Yesterday the family of Stephen Melrose — who was gunned down in front of his wife while on holiday in 1990 — made an emotional visit to Stormont in a bid to try and “find answers about his murder”.
Mr Melrose, who was 28 at the time, was travelling with his wife of nine months, his friend Nick Spanos and his girlfriend when the two men were gunned down in the town of Roermond.
The British registration on the car led the IRA to believe they were soldiers.
As part of a three-day trip to the province, the 28-year-old’s parents Roy and Beverley Melrose and two sisters met with Ulster Unionist MLA David McNarry.
During the meeting they discussed the current justice process in Northern Ireland.
They made the journey from Queensland as part of an Australian documentary into the anniversary of the murders.
The journalists producing the programme had requested a meeting with Sinn Fein’s Deputy First Minister Martin McGuinness or Gerry Adams, but were refused.
Mr Melrose’ sister Helen Jackson (50) said that “spoke volumes”, and added they still feel anger about the murder.
“We feel that, basically, justice was never done,” she told the Belfast Telegraph.
“The people who killed Stephen are walking the street, living life, like us. How can that happen? We are just wondering how the system works, that that can be allowed to happen.
“Stephen was a lawyer, he deserves justice, everybody does.”

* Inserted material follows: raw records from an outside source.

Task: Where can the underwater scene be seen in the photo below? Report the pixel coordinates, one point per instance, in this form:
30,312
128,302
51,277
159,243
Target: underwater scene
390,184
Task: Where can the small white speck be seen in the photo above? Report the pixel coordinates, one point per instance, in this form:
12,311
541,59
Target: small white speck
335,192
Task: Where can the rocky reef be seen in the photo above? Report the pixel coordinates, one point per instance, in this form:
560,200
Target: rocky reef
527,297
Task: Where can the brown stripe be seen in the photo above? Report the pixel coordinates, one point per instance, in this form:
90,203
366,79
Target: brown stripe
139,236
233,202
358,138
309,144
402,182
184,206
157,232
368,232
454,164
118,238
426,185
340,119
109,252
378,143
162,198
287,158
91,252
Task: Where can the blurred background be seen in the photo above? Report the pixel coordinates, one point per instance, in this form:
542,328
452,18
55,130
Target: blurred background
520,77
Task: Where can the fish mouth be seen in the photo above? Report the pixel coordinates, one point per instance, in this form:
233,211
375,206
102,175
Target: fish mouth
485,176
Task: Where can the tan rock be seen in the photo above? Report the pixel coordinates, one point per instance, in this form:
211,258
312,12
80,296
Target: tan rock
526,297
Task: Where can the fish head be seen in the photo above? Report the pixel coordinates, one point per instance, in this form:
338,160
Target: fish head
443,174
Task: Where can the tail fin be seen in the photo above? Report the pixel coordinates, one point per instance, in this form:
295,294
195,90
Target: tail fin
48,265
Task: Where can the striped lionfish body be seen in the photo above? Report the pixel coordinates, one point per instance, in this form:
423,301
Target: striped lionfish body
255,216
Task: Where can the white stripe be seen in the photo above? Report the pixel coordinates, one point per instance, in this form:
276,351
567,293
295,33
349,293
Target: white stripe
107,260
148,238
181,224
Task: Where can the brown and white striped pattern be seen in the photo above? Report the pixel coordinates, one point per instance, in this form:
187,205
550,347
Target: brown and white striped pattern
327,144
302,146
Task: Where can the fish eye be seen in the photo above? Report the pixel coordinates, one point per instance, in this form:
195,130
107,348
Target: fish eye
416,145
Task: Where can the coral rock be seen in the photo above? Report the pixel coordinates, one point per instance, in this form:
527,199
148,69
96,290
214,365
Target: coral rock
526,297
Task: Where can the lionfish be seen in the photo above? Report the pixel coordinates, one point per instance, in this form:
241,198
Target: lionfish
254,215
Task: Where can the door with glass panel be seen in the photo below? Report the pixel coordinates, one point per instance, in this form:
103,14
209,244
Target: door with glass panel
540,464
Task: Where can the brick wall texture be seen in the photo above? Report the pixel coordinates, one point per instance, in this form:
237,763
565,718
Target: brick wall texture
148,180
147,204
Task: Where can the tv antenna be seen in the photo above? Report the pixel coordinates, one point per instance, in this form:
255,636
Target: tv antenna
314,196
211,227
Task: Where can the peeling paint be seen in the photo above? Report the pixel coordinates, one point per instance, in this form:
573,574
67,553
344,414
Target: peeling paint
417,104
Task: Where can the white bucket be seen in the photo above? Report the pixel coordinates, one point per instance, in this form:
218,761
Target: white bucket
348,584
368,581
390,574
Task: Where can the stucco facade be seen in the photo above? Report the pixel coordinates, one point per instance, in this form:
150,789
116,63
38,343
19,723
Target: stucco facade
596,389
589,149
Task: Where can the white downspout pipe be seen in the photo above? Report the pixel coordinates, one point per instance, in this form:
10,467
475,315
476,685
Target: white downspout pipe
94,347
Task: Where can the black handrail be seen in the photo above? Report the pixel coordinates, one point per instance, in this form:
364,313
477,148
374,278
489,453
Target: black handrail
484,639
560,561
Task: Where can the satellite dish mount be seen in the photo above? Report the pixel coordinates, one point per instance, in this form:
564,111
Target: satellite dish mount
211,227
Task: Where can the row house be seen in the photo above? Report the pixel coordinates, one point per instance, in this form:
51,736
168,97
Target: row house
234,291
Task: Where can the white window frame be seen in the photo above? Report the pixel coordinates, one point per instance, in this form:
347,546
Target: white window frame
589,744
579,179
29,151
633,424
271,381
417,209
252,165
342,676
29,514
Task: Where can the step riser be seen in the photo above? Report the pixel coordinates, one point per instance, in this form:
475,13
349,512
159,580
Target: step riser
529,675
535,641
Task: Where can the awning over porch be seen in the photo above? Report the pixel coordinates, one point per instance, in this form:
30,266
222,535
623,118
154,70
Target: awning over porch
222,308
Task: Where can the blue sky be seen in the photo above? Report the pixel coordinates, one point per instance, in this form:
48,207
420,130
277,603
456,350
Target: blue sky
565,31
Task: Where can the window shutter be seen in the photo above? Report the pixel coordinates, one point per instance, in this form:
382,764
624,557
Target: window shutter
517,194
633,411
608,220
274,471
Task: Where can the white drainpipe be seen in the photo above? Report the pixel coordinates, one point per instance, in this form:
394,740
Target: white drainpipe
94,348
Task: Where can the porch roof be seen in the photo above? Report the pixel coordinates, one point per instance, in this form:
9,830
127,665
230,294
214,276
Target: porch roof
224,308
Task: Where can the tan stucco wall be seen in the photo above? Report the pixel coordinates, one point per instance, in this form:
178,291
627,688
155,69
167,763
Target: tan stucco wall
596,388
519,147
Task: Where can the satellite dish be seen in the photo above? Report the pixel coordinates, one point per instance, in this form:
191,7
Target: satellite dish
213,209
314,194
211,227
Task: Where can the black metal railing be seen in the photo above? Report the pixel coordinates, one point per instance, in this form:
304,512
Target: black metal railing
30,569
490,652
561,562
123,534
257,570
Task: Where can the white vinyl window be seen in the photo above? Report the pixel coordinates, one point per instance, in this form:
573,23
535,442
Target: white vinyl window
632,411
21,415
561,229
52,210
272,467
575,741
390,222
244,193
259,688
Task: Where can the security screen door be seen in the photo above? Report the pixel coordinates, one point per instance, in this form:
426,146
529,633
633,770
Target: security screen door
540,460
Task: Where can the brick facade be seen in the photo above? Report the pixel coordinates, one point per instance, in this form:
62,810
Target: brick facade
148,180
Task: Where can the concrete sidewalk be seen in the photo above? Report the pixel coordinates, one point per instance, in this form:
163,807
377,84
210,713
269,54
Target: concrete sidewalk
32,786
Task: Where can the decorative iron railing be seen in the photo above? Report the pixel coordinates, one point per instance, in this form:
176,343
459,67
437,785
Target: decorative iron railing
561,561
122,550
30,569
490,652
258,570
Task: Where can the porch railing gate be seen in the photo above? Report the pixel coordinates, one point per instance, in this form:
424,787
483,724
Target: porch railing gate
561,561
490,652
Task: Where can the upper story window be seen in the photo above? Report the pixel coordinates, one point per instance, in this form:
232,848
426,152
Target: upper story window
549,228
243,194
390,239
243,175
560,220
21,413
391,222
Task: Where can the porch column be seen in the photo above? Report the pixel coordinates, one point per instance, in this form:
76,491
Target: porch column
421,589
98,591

His father Roy Melrose (80) said: “We just wanted to find out if we could get any answers as to why the murderers of our son were let off.
“We feel that time heals a lot. We’ve looked at it that our son is a hero, that helps us a lot, thinking that way. He is a hero. I think there seems to be a lot of forgotten victims.”
Before travelling to Northern Ireland the family visited the murder scene in Holland for the first time.
They described it as being both “emotional but helpful” in dealing with their grief.
“The last 20 years have been a real journey for the whole family. There is always something missing. You learn to live with it—but there is a gap,” his sister said. “I do feel that we have got some closure. The thing is, people are still walking free. What Stephen stood for — justice and fairness — hasn’t happened, but I do think we have had a bit of closure by seeing and speaking to people.
“I think that it has helped and brought us some kind of closure. It has been difficult.”
Protestant victims’ campaigner Willie Frazer, who also attended the meeting, said it helped to offer support.
“They couldn’t understand why people who were involved in terrorism could end up in Government,” Mr Frazer said.
“But we have reassured them that we will continue to |support them in bringing them justice.”